When they feel connected to you, they’ll find it a bit easier to talk about everything, good, bad, and the in-between.
You would be surprised how often parents aren’t actually listening to their kids. We’re often thinking about all the stuff we need to get done, or we’re distracted by our phones, or we’re cooking dinner. When your kid wants to tell you anything, stop what you’re currently doing and focus on your kid. Look them in the eye, and make it easier for them to share by giving them encouraging looks, and gentle physical contact.
Bite Your Tongue (Stay Neutral)
Teens have a lot more life pressures than we did as teens. There’s a lot more opportunities for peer pressure and bullying thanks to social media, smartphone texting, private messaging through multiple social platforms, and those lovely disappearing messages that leave the damage but no record of the damage. It’s extremely difficult to always make good choices with all of this peer pressure.
When your teen comes to you to discuss a situation that doesn’t show them in the best light, and perhaps they didn’t make a decision you would have made, it’s okay to just listen. If they want to talk about it with you, let them speak freely and bite your tongue when you feel the urge to reprimand them. Or, lecture them. Or, shame them.
Stay neutral and just be a place they can share information and process what they’ve been through, and how they handled themselves. Let them work through how they could have handled things differently. Just let them talk!
Never Gaslight Them (Acknowledge How h4 Feeling)
Teenagers have feelings.

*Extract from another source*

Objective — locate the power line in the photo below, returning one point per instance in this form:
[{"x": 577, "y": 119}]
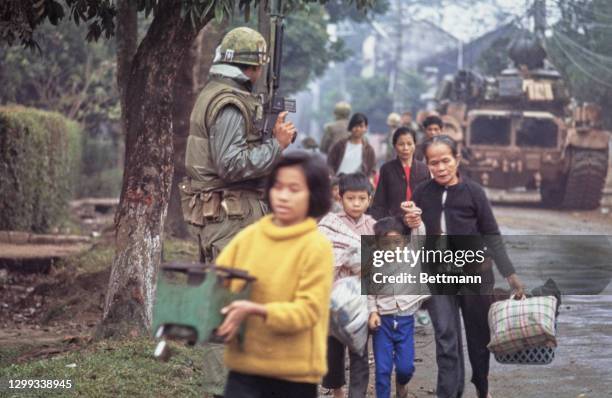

We know, when they grunt or behave with some sass, and collect all of your plates, glasses, and utensils in their rooms, we forget they are actually living, feeling creatures. And those hormones intensify the feelings in ways they won’t always understand.
When they are slighted in what a parent may think is the smallest of ways, they feel it deeply. Don’t gaslight them. Let them feel these things, and label how they’re feeling. Allow them the freedom to feel hurt, upset, happy, stressed, inspired, or whatever – and show them how to handle the different emotions, most especially how to cope with things like sadness and stress in healthy ways.
Unconditional Love Isn’t Always Enough
Every parent hopes they are loving their kids unconditionally. Even more important, we hope our children know they are loved unconditionally. However, during the teen years, unconditional love isn’t always enough to solidify their desire to openly communicate with us parental units. Sometimes, a third party needs to be tagged in.
Release the guilt that you’re not the safe space your teenagers need in order to share their thoughts, feelings, and emotions. A parent can follow every tip, and end up with a teenager who just doesn’t want to open up. It is okay, because there are professionals who can and will help your teenager.